Paper No. 2
Presentation Time: 1:20 PM


CASSEL, Elizabeth J.1, STOCKLI, Daniel F.1, HENRY, Christopher D.2 and BREECKER, Dan O.3, (1)Department of Geological Sciences, University of Texas at Austin, Austin, TX 78712, (2)Nevada Bureau of Mines and Geology, University of Nevada, Reno, NV 89557, (3)Department of Geological Sciences, The University of Texas at Austin, Austin, TX 78712,

Geodynamic reconstructions of orogens depend on the spatial distribution and stability of paleotopography, which controls drainage system and sediment transport patterns. Here we integrate detrital zircon U-Pb provenance data with sedimentology and stable isotope paleoaltimetry to create a high-resolution synoptic reconstruction of the paleodrainages and paleotopography of the Cordilleran hinterland from ~45 to 20 Ma, during the transition from Laramide flat-slab subduction into extensional tectonics. In eastern Nevada, thick packages of gravel-bed braided river conglomerates are overlain by ~1000 m of deep lacustrine laminates, indicating increased accommodation and ponding of continental drainages in the Eocene. In central-western Nevada, much thinner early Oligocene conglomerates and sands, deposited by alluvial fans and gravel-bed braided rivers, are locally overlain by 5-20 m of freshwater lacustrine strata. Major grain age populations reflect a change in dominant sediment sources and a shift in the locus of deposition, coincident with the southwestward sweep of volcanism.

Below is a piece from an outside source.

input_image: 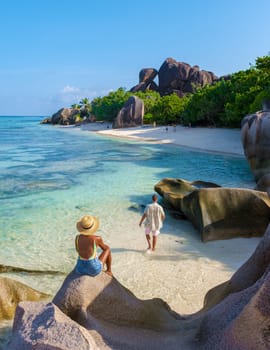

Middle-late Eocene rivers flowed over 300 km west of the drainage divide to the paleoshoreline, while those east of the divide drained into a periodically closed intermontane lake system. Northeastern Nevada U-Pb provenance data show the dominance of multiple local and extra-regional volcanic sources and provide new maximum depositional ages. Central Nevada provenance data show increased erosion of basement terranes and isolation from extra-regional volcanics. Migrating regional construction of topographic barriers resulting from broad dynamic uplift associated with slab delamination likely drove basin formation and the migration of deposition. δD of volcanic glass indicate high elevations across what is now northern and central Nevada, reaching 3500 +800/-300 m by the late Oligocene, with a comparatively gradual western slope (0.8%-1.5% grade). This high topography was sustained from at least 45-23 Ma. The onset of extension and orogen collapse, facilitated by internal heat production and stored gravitational potential energy within the crust, was likely triggered by a change in the external kinematic framework – the delamination of the Farallon slab, which coupled the Sierra Nevada to the Colorado Plateau.